According to Paap, the terminal’s U-shaped form, with the main ‘one-roof-concept’ centralised complex and two piers stretching over 280,000sqm, dispenses with all non-essentials, and is defined by clarity, clean geometric lines and ease of navigation. 

 

The terminal’s central hall design is spread out over six levels to facilitate quick transit from landside to airside, and places a huge emphasis on intermodality and centralised passenger handling. 

 

When it opens, BER will be one of the best-connected airports in the world, with an envious combination of new road and rail infrastructure. 

 

From the very beginning of construction, environmental concerns have played a key role in the development of the new airport. 

 

Airport planners have employed a creative range of eco-friendly measures, including the protection and relocation of flora and fauna on the construction site to the incorporation of innovative heat and energy recycling systems and creation of greenbelts and new parks around the airport. 

 

In the future, the airport may also consider the development of rainwater cooling systems and the use of geothermal energy. 

 

 

 

Passenger facilities

 

Airport shopaholics and gate bar flies can attest to the fact that it’s been slim pickings – shopping and restaurant wise – at Berlin’s airports for too many years.
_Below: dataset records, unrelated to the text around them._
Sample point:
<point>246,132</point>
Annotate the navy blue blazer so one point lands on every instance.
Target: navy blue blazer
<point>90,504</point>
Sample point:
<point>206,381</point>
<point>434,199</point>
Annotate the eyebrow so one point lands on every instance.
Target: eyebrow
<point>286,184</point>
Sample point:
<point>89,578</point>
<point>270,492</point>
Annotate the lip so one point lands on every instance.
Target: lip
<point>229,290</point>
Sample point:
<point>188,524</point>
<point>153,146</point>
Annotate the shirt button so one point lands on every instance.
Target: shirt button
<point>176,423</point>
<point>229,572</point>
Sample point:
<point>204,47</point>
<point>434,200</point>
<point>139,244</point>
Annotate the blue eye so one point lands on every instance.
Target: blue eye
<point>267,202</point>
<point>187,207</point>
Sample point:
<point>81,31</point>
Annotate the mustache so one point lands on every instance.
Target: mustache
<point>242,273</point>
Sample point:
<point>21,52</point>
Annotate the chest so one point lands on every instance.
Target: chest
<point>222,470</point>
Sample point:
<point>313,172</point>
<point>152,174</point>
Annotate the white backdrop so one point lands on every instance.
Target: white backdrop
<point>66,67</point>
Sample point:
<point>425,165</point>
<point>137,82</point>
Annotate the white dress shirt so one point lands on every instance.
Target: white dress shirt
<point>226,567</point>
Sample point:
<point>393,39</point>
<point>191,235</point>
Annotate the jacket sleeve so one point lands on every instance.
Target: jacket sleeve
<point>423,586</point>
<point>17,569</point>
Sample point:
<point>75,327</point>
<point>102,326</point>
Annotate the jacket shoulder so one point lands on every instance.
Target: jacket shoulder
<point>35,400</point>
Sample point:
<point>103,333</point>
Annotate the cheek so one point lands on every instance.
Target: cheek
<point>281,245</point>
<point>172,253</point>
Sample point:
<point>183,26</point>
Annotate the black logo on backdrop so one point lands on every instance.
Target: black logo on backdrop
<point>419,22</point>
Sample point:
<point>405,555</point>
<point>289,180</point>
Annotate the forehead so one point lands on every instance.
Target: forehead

That’s all changing with the new airport’s 20,000sqm of retail and restaurant space. 

 

A 9,000sqm marketplace that forms the centrepiece of BER’s retail concept awaits departing passengers directly after they check in at one of the airport’s eight check-in islands and pass through one of the terminal’s 30 security check-points. 

 

Berlin Airports’ CEO, Schwarz, says that creating a Berlin-specific mix of retail and restaurants was of the utmost importance when planners selected brands and companies for the airports 150 concessionnaires. 

 

“Travellers will definitely know they are in Berlin,” he says, when they dine at eateries, such as the ‘East Berlin Gallery’, which will feature local food and drink – like the tasty Berliner Weisse beer flavoured with red or green syrup – and which will also have a mock Berlin Wall running through it. 

 

There will also be tourist shops selling Berlin memorabilia for visitors who didn’t have time to shop in the city. 

 

Shops and retail will include international brands Hugo Boss and Burberry, Gant and Massimo Dutti as well as local brands Evelyn Brandt Berlin and Die kleine Gesellschaft.

 

The main attraction: Berlin’s Reichstag building.

 

BER’s Airport City – a 16-hectare, landscaped expanse directly in front of the terminal building that will feature an office and shopping complex – rounds off the new airport’s non-aviation offerings. 

 

The airport operator is focused on expanding the proportion of non-aviation to aviation revenue with the four-star Steigenberger Superior Hotel, located directly in front of the terminal and featuring 320 rooms and extensive conferencing facilities; a bevy of restaurant and retail offerings for Airport City employees and office workers; and conference facilities for the kinds of fly-meet-fly business the airport wants to attract in the future. 

 

For plane spotters, the airport’s new InfoTower, dubbed ‘The Pulpit’ due to its futuristic, spacey 32m high design, is perched atop the terminal and offers a panoramic view over the airport and even a glimpse of Berlin on clear days. 

 

Perhaps visitBerlin’s CEO, Burkhard Kieker, a “Wahlberliner”, or a newcomer to Berlin, sums up best what the new airport will mean to Berlin, the region and to European air traffic in general.

 

“Berlin Brandenburg will be one of the last mega hubs to be built in Europe. This is quite an honour and something Germany can be very proud of,” he says.